Il Buono – E’ tutto “buono” quello che luccica alla Juventus di questi tempi. Morata ritrova il gol dopo tre mesi; Dybala entra e fa passare la palla in mezzo alle gambe di Handanovic per il 3-0 ed Evra sembra aver perso qualche anno tra un allenamento e l’altro. Juventus-Inter ha regalato diversi spunti interessanti ma due su tutti sono assolutamente da approfondire: Cuadrado e Asamoah.

Il primo è stato il migliore in campo, ha letteralmente sgretolato la difesa nerazzurra causando due rigori (uno incredibilmente non fischiato) e l’espulsione di Murillo. In mezzo: tante giocate più utili che belle, idee, assist e sacrifici. Superlativo. Il colombiano ha incarnato perfettamente l’incoscienza chiesta da Allegri.
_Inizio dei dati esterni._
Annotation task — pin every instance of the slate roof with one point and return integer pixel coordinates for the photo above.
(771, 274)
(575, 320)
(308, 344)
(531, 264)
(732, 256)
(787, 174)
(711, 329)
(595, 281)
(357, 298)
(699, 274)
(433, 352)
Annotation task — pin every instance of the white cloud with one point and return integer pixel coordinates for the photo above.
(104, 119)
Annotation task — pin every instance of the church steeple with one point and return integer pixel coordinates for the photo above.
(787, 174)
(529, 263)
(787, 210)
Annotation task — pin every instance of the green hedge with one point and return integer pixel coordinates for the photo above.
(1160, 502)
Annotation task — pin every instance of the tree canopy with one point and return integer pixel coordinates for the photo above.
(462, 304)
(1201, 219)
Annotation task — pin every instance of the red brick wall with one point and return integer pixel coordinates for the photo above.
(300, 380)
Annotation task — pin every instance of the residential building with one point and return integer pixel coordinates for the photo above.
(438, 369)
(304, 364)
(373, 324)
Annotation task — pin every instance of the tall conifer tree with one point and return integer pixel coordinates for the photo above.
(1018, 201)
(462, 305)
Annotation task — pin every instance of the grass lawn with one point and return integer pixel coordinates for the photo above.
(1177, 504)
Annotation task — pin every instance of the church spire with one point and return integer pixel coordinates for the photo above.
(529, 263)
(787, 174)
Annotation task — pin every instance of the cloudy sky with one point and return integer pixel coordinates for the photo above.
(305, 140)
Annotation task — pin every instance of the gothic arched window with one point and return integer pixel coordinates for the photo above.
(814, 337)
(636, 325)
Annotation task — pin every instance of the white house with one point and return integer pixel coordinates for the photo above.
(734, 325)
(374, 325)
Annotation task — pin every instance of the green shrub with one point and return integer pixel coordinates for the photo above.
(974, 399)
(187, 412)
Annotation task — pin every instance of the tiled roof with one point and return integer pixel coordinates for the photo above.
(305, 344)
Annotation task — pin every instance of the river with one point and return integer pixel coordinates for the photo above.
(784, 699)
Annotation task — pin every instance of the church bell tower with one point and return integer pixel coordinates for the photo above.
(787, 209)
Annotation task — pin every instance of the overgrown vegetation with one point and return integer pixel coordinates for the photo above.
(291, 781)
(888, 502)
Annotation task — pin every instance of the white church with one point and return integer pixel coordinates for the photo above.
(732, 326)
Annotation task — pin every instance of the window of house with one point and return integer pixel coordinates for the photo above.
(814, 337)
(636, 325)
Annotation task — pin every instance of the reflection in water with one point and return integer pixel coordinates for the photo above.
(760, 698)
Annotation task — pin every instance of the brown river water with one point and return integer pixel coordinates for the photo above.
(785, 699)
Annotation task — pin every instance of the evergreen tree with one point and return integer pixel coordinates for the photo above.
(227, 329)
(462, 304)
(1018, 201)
Il secondo, Asamoah, semplicemente impeccabile. Partita intelligente e di sostanza. Ora che il ghanese è tornato a fare l’interno, non solo dona più equilibrio al centrocampo, ma ne giova tantissimo anche Evra con cui divide volentieri i compiti in copertura. Con Pogba e Marchisio forma davvero un trio suggestivo che Allegri sicuramente riproporrà presto.

Il Brutto – Imbarazzante più che brutto è stato Medel in occasione del suo tocco con il braccio nella propria area non visto dall’arbitro e, alle proteste dei giocatori juventini, ha avuto il coraggio di accennare una protesta come a negare il fatto. Il cileno completa poi la sua opera con la seconda protesta, quella sul rigore fischiato, a muso duro a negare per la seconda volta l’evidenza. Ora, al di là di Medel e di Juve-Inter, servirebbe e non poco una regola specifica sulla protesta perché dare libera interpretazione all’arbitro, è solo un “peso” in più per quest’ultimo. E di decisioni ne devono prendere già tante.
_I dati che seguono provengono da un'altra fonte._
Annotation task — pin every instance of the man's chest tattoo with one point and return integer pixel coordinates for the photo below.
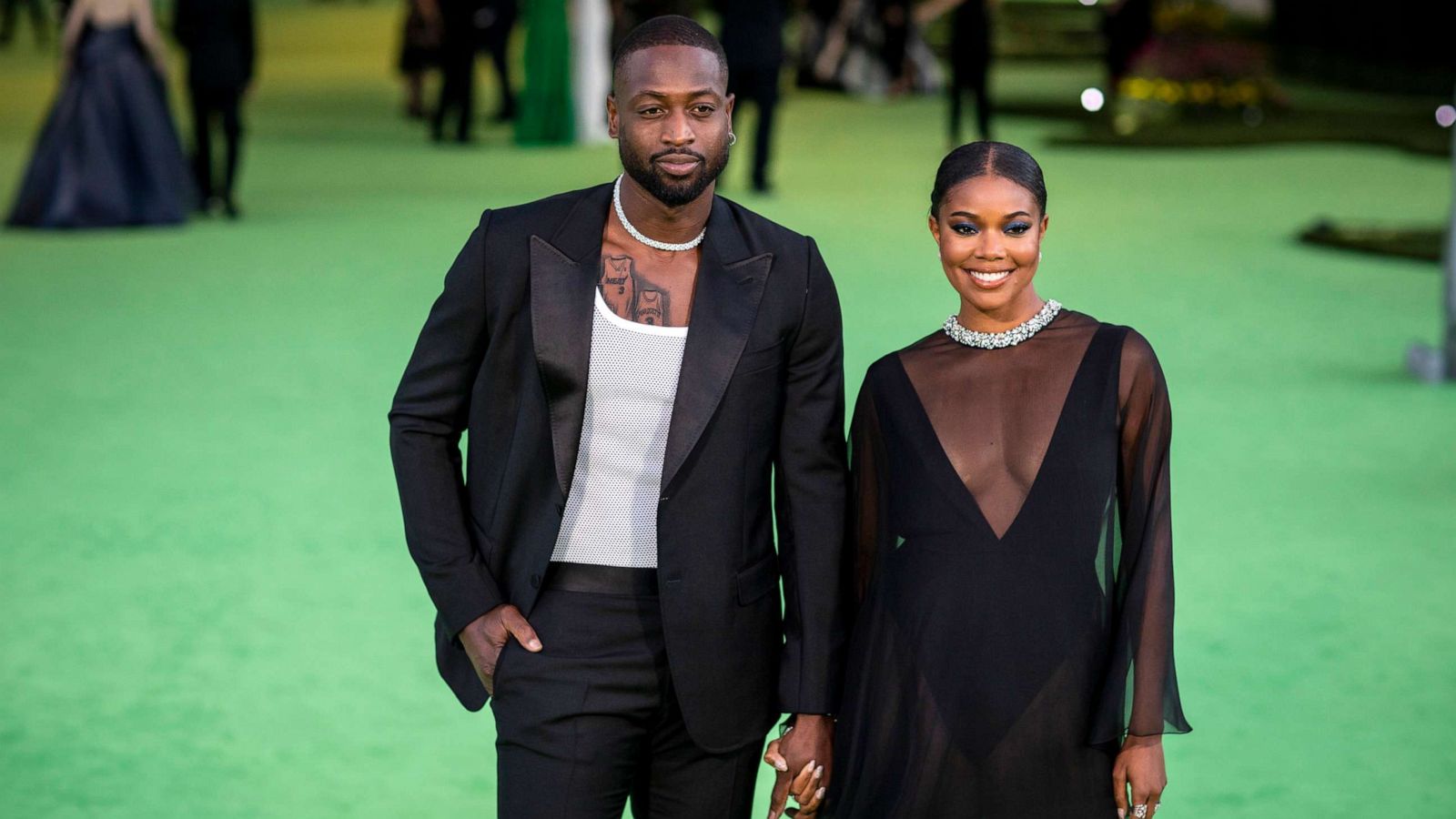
(631, 295)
Il Cattivo – Cattivissimo è stato il destro secco di Alvaro Morata in girata che ha chiuso la partita. Una doppietta che corona una bella prestazione. Contro l’Inter abbiamo visto davvero Morata giocare per la squadra. Testa alta, sponde, allunghi, falli, ripartenze e soprattutto voglia di fare. Riconquistarsi il posto adesso è un’ardua impresa, inutile negarlo, e lui questo lo sa, ma è anche consapevole di avere tutte le capacità per riprenderselo. Chi il posto sicuro se lo guadagna partita dopo partita è ‘Sentenza’ Dybala. Il tempo di entrare e tac! Piattone sinistro di prima intenzione e palla in mezzo alle gambe di Handanovic (che di questi tempi è come sfilare il martello a Thor!). Sempre più spietato l’argentino che difatti con il suo gol ha chiuso i giochi (forse) anche per il ritorno.